Take a look at assets/default.vert and assets/default.frag:
// default.vert
attribute vec4 vPosition;
attribute vec2 vTexCoordIn;
varying vec2 vTexCoordOut;
void main() {
gl_Position = vPosition;
vTexCoordOut = vTexCoordIn;
}
default.vert is called a vertex shader. Each vertex sent into the pipeline gets processed by this shader. In the our case, this will get called four times, once on each corner of the rectangular viewfinder. During each call, the vertex's position and texture coordinates are passed in through attributes. This particular vertex shader doesn't do much, it just leaves the position unchanged and passes the texture coordinate to the next shader as a varying (meaning its value should be interpolated between vertices.)
// default.frag
#extension GL_OES_EGL_image_external:enable
precision mediump float;
varying mediump vec2 vTexCoordOut;
uniform samplerExternalOES texture;
void main() {
gl_FragColor = texture2D(texture, vTexCoordOut);
}
default.frag is called a fragment shader. A fragment is best described as a "candidate" pixel that could be drawn to the screen. Fragments are generated by rasterizing the polygons defined by the vertices processed in the vertex shader. These fragments then get processed here. In the our case, this will get called 800x600 times, once for each pixel in the viewfinder. During each call, the fragments's texture coordinates are passed in along with a reference to the texture as a uniform (meaning its value is constant for all fragments.) The samplerExternalOES type is a special kind of sampler that understands the Tegra-specific texture buffer we use to pass around viewfinder frames. This particular fragment shader performs a 2D texture look up and returns the appropriate color.

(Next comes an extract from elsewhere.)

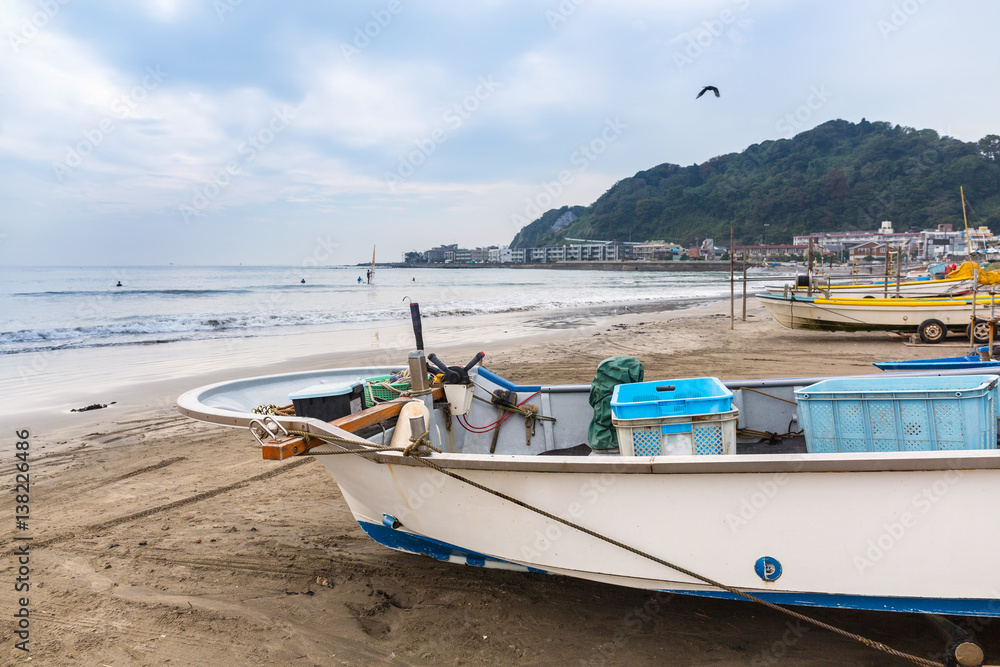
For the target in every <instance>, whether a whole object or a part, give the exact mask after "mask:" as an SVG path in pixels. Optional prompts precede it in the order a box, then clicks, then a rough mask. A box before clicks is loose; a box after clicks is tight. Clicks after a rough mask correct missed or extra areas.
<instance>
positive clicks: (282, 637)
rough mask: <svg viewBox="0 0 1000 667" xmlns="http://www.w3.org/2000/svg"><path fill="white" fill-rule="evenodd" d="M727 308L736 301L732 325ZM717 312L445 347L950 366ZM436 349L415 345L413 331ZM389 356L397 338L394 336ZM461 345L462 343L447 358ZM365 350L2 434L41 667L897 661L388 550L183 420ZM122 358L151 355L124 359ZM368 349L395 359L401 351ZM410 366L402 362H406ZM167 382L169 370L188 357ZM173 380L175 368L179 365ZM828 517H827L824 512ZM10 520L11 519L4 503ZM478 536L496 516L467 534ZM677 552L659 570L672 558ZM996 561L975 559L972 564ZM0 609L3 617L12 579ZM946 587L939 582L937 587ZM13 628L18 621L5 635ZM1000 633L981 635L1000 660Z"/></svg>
mask: <svg viewBox="0 0 1000 667" xmlns="http://www.w3.org/2000/svg"><path fill="white" fill-rule="evenodd" d="M738 309H739V306H738V305H737V311H738ZM728 312H729V306H728V304H713V305H709V306H706V307H701V308H697V309H693V310H689V311H681V312H671V313H661V314H649V313H645V314H637V315H623V316H611V317H607V318H598V319H596V320H593V321H591V322H589V323H584V324H582V325H581V323H579V322H577V323H574V324H573V325H572V328H568V329H555V330H553V331H550V332H548V333H546V334H544V335H540V336H536V335H524V336H521V337H517V338H501V339H500V340H498V341H496V342H495V343H494V344H492V345H489V344H487V345H484V344H481V343H475V344H460V345H454V344H453V345H451V346H448V347H443V348H438V349H437V350H436V351H438V354H439V356H441V357H442V358H443V359H446V360H447V361H449V362H450V363H456V362H459V361H462V362H463V363H464V361H465V360H466V359H467V358H468V357H471V356H472V354H474V353H475V352H476V351H478V350H479V349H481V348H485V351H486V353H487V355H488V356H487V361H486V365H487V366H488V367H489V368H491V369H493V370H496V371H498V372H500V373H501V374H503V375H506V376H507V377H509V378H511V379H513V380H516V381H517V380H524V381H529V380H530V381H537V380H538V379H539V378H543V379H544V381H545V382H546V383H589V382H590V380H591V379H592V377H593V373H594V370H595V368H596V366H597V364H598V363H599V362H600V361H601V360H602V359H604V358H606V357H609V356H612V355H621V354H627V355H632V356H636V357H638V358H639V359H640V360H642V361H643V362H644V364H645V366H646V377H647V378H649V379H652V378H661V377H662V378H667V377H690V376H699V375H714V376H718V377H721V378H746V377H785V376H803V375H820V374H832V375H837V374H848V373H859V372H868V371H871V370H873V367H872V366H871V365H870V363H871V361H874V360H879V359H905V358H926V357H934V356H950V355H952V354H955V353H957V348H950V347H904V346H903V344H902V341H901V340H899V339H894V338H891V337H889V336H887V335H885V334H876V333H872V334H824V333H812V332H798V331H795V332H793V331H788V330H786V329H782V328H781V327H779V326H778V325H777V324H776V323H775V322H774V321H773V320H771V319H770V317H768V316H767V314H766V313H765V312H764V311H763V310H762V309H760V308H759V307H757V306H756V304H755V302H754V300H751V302H750V310H749V312H750V317H749V319H748V321H747V322H740V321H739V320H737V322H736V328H735V330H730V323H729V317H728ZM425 335H426V334H425ZM398 342H399V344H400V345H405V341H403V340H402V339H401V338H400V339H399V341H398ZM452 342H453V341H452ZM372 353H373V350H365V349H359V350H354V351H344V350H338V351H334V352H322V350H321V349H317V347H316V346H315V345H312V346H310V345H304V344H303V345H297V346H296V348H295V353H294V354H293V353H289V354H288V355H287V358H284V359H282V360H280V363H278V362H275V363H274V364H273V365H271V366H263V367H262V366H254V367H243V368H240V367H233V368H227V369H225V370H222V369H219V368H214V369H213V368H206V369H205V372H204V373H202V374H194V375H190V374H185V373H182V372H180V371H179V370H178V372H177V376H178V377H172V376H170V373H169V364H166V362H164V363H165V364H166V365H165V366H164V368H165V369H167V371H165V372H166V377H164V378H162V379H160V380H157V381H155V382H152V381H148V382H144V383H140V384H137V385H135V386H121V387H119V386H115V385H113V384H109V385H107V386H106V387H104V388H103V389H102V390H101V392H107V393H101V394H100V395H95V394H94V392H92V391H91V392H87V391H83V388H82V387H81V386H80V385H77V387H76V388H77V390H79V391H80V396H79V400H77V401H76V403H77V405H78V406H82V405H86V404H88V403H90V402H95V401H100V402H110V401H115V400H117V401H118V403H116V404H115V405H113V406H111V407H109V408H107V409H104V410H98V411H93V412H86V413H74V414H72V415H70V414H69V413H67V412H66V410H65V409H64V407H65V406H64V405H63V404H64V403H66V402H67V401H69V402H71V401H72V400H73V391H72V388H68V389H67V393H68V396H66V397H63V398H61V399H60V401H61V402H60V403H59V406H60V407H59V410H58V411H57V412H58V414H56V413H55V412H52V413H51V414H48V415H46V414H45V413H44V412H39V413H37V414H32V415H31V416H30V419H29V418H28V417H27V416H25V417H24V418H23V419H24V420H25V422H26V423H18V419H21V417H19V415H18V414H9V413H8V414H7V415H5V417H4V419H3V423H4V436H5V437H4V439H3V441H2V442H0V451H2V452H3V455H4V469H5V470H6V471H7V476H8V479H9V481H11V482H12V481H13V475H14V472H13V462H14V457H13V439H12V432H11V431H12V430H13V429H14V428H30V430H31V438H30V442H31V450H30V451H31V458H30V462H31V482H32V484H31V517H32V518H31V524H30V531H27V533H25V532H23V531H22V532H20V533H18V532H17V531H15V530H14V528H13V521H12V520H11V521H8V522H7V523H6V524H5V525H6V526H7V529H6V530H5V538H6V543H7V544H8V545H10V544H12V543H13V542H12V538H13V537H14V536H15V534H18V535H21V536H23V535H25V534H30V535H31V536H32V537H33V538H34V541H33V543H32V546H31V575H30V577H31V591H30V593H29V594H28V595H29V596H30V608H31V610H32V614H31V626H30V633H31V634H30V643H29V646H30V649H31V651H30V653H28V654H25V653H23V652H21V651H17V650H15V649H14V648H13V644H14V640H13V639H12V638H11V636H10V635H9V633H7V634H5V637H6V639H7V641H6V645H5V646H4V647H3V649H2V652H0V656H4V661H5V662H7V663H8V664H23V663H24V661H25V660H26V659H27V658H28V657H31V658H32V662H35V663H37V664H43V665H116V666H118V665H160V664H174V665H189V664H214V665H219V666H226V665H246V664H282V665H371V664H393V665H437V664H445V665H473V664H489V665H494V664H495V665H564V664H585V665H602V664H606V665H624V664H627V665H654V664H656V665H664V664H667V665H775V664H788V665H815V666H820V665H830V666H832V665H896V664H905V663H901V662H900V661H899V660H898V659H895V658H891V657H889V656H885V655H882V654H879V653H877V652H875V651H873V650H871V649H869V648H867V647H865V646H863V645H861V644H859V643H857V642H852V641H851V640H848V639H844V638H841V637H838V636H836V635H833V634H831V633H829V632H826V631H823V630H818V629H812V628H809V627H808V626H800V625H798V624H796V623H794V622H791V621H789V620H788V618H787V617H785V616H783V615H781V614H778V613H776V612H773V611H769V610H767V609H763V608H758V607H756V606H754V605H751V604H749V603H743V602H728V601H713V600H704V599H696V598H689V597H684V596H674V597H667V596H658V595H656V594H651V593H649V592H644V591H638V590H631V589H624V588H617V587H613V586H606V585H600V584H592V583H587V582H582V581H578V580H571V579H565V578H561V577H556V576H549V575H540V574H520V573H511V572H504V571H497V570H484V569H480V568H473V567H467V566H458V565H451V564H442V563H439V562H437V561H435V560H432V559H430V558H426V557H420V556H412V555H408V554H403V553H398V552H394V551H391V550H388V549H385V548H383V547H381V546H379V545H377V544H375V543H374V542H372V541H371V540H369V539H368V538H367V537H366V536H365V535H364V534H363V532H362V531H361V529H360V528H359V527H358V526H357V524H356V523H355V522H354V520H353V518H352V517H351V515H350V513H349V511H348V509H347V506H346V504H345V503H344V501H343V499H342V498H341V496H340V493H339V491H338V489H337V486H336V485H335V484H334V483H333V481H332V480H331V479H330V477H329V476H328V475H327V474H326V473H325V472H324V471H323V469H322V468H321V466H320V465H319V464H318V463H316V462H315V461H314V460H312V459H308V458H304V459H292V460H290V461H283V462H271V461H263V460H261V458H260V453H259V451H258V450H257V449H255V447H254V444H255V443H254V442H253V440H252V439H251V437H250V436H249V434H248V433H246V432H245V431H243V430H228V429H222V428H219V427H214V426H211V425H207V424H200V423H196V422H192V421H190V420H188V419H186V418H183V417H181V416H179V415H178V414H177V413H176V412H175V411H174V409H173V400H174V399H175V398H176V396H177V394H178V393H180V391H183V390H184V389H188V388H192V387H195V386H200V385H202V384H206V383H208V382H212V381H218V380H221V379H226V378H236V377H244V376H248V375H258V374H266V373H269V372H281V371H282V370H297V369H300V368H321V367H334V366H342V365H357V364H361V363H364V362H365V361H367V360H368V358H369V357H370V356H371V354H372ZM123 354H132V355H141V354H142V352H141V351H138V352H135V351H132V352H129V353H123ZM379 354H386V355H389V356H392V355H394V354H395V352H394V351H393V349H380V350H379ZM404 358H405V353H401V356H400V361H402V359H404ZM178 363H179V362H178ZM178 368H179V366H178ZM831 502H836V499H831ZM7 506H8V507H9V508H10V512H11V514H13V511H14V502H13V500H10V501H9V502H8V505H7ZM470 520H476V521H488V520H489V518H488V517H470ZM664 556H666V557H669V554H664ZM984 556H985V557H989V556H988V555H984ZM0 569H2V572H3V574H2V576H3V577H4V581H5V585H4V588H5V590H7V591H8V592H7V593H6V594H5V595H4V596H3V598H2V599H3V604H4V607H3V609H4V611H3V613H4V614H8V613H12V612H13V610H14V609H15V600H14V594H13V593H12V591H11V586H10V584H11V583H12V582H13V580H14V578H15V576H16V569H15V564H14V562H13V559H12V558H11V557H9V556H8V557H7V558H5V559H4V560H3V563H2V567H0ZM943 576H946V573H943ZM810 613H812V614H813V615H814V616H816V617H818V618H821V619H823V620H825V621H827V622H831V623H834V624H836V625H839V626H842V627H844V628H846V629H849V630H851V631H854V632H858V633H862V634H865V635H867V636H869V637H871V638H873V639H876V640H879V641H882V642H885V643H888V644H889V645H891V646H893V647H894V648H897V649H900V650H904V651H908V652H912V653H915V654H917V655H920V656H924V657H936V656H935V654H936V653H938V652H939V651H941V649H942V648H943V642H942V641H941V640H940V639H939V637H938V636H937V635H936V634H935V633H934V632H933V631H932V629H931V628H930V626H929V625H928V624H927V623H926V622H924V621H922V620H921V619H920V618H918V617H916V616H912V615H897V614H876V613H858V612H845V611H833V610H813V611H811V612H810ZM8 618H10V617H9V616H8ZM996 626H1000V623H996V622H994V623H986V624H985V627H984V628H983V629H982V631H981V632H979V633H978V634H979V638H980V640H981V641H982V642H983V643H984V646H985V648H986V650H987V656H988V658H992V659H993V661H994V662H996V659H997V658H996V656H997V655H998V654H1000V632H998V628H997V627H996Z"/></svg>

Your zebra viewfinder shader program will be very similar to the default viewfinder. The vertex shader can be copied directly, while the fragment shader will need to be a bit more complicated. For more information on OpenGLSL syntax, check out the documentation or some tutorials.
When the CameraViewRenderer is created, it loads and precompiles all the possible viewfinder shaders. Update the code marked by TODOs to include your new zebra shader program.
Answer the following questions in your write up:
If you find yourself with some spare time, try making a "Cops" viewfinder mode that pixelates (i.e. censors) any faces found in the viewfinder stream. You'll probably find this easiest to add in the main camera thread using OpenCV and directly editing frame pixels, rather than making a new shader on the Java side. You won't get any extra credit or anything for doing this, but if you end up giving it a try send some screen shots our way!